To provide an additional measure of the integrity of the resulting consensus proteomes, we explored how copy numbers of ribosomal proteins correlate with the published numbers of ribosome complexes per cell. Ribosomal proteins are produced in equimolar concentrations in the cell and their numbers are tightly regulated [45]. For E. coli, we assume an approximate number of 31,739 ribosomes per cell in selected conditions (see Section 4). For S. cerevisiae, a value of 220,000 ribosomes per cell has been reported [46]. Finally, for HeLa cells, differing values have been reported: 3.3 million [47], 4 million [37], and 9.5 million [48]. We selected a median of these values. Generally, median copy numbers of ribosomal proteins (adjusted to the ribosomal composition, see Section 4) in the integrated proteomes are close to the selected numbers of ribosomal complexes except for E. coli, which is a bit lower (Figure 7). We take this as an indication that the scale of our transformation is in agreement with supplementary quantitative data for these cell types.

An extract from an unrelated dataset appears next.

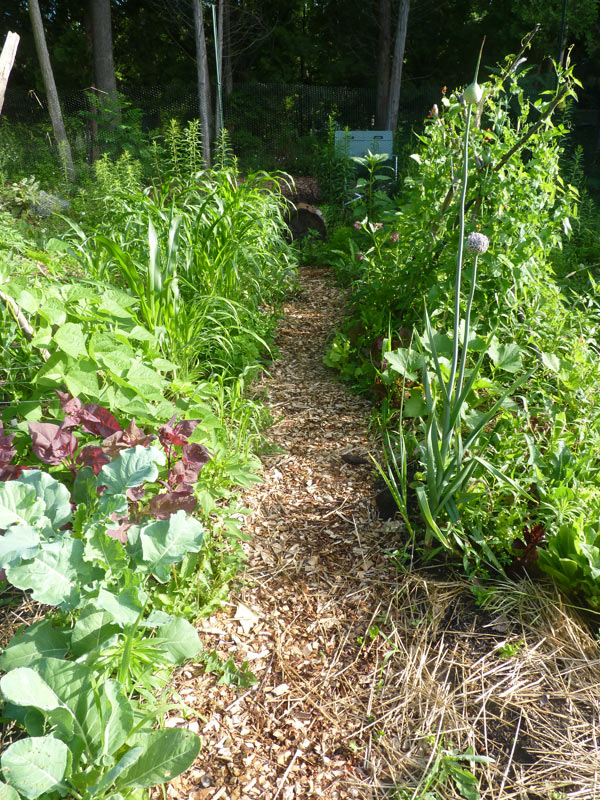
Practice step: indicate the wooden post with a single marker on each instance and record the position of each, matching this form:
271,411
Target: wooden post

However, it must be noted that the results of experiments which utilize mass spectrometry display considerable differences between copy numbers of ribosomal proteins. Lower copy numbers than expected can be attributed to some loss of material during sample preparation. However, considering the aforementioned phenomenon of tight balancing of the levels of ribosomal proteins [45], it is surprising to see ribosomal proteins with significantly higher copy numbers than expected. Nevertheless, it must also be taken into consideration that estimates of the number of ribosomes can noticeably vary in the literature (as is the case with HeLa). We expect that these results might prove to be stimulating to re-examine the levels of ribosomes and ribosomal protein copies in future studies.

3. Discussion

The present study explores the discrepancy in total protein copy numbers reported in whole proteome quantification studies. This discrepancy has been noticed before [12,49]. However, since then, more datasets have been published for common model organisms, such as the ones selected in our study, i.e., E. coli, S. cerevisiae, and HeLa cells. Exploring the results of 21 proteomic studies for these cell types, it seems likely that a variation in reported numbers is associated with subtle miscalculation performed at different steps of proteome quantification such as cell counting. First, selected datasets share proteins with the highest copy numbers per cell, which suggests that proteins not quantified in any study are present in low copies and would not have a large influence on the final result. Additionally, while we observe moderate levels of correlation for levels of individual proteins between the datasets, this factor alone cannot explain the observed difference in total protein copies per cell.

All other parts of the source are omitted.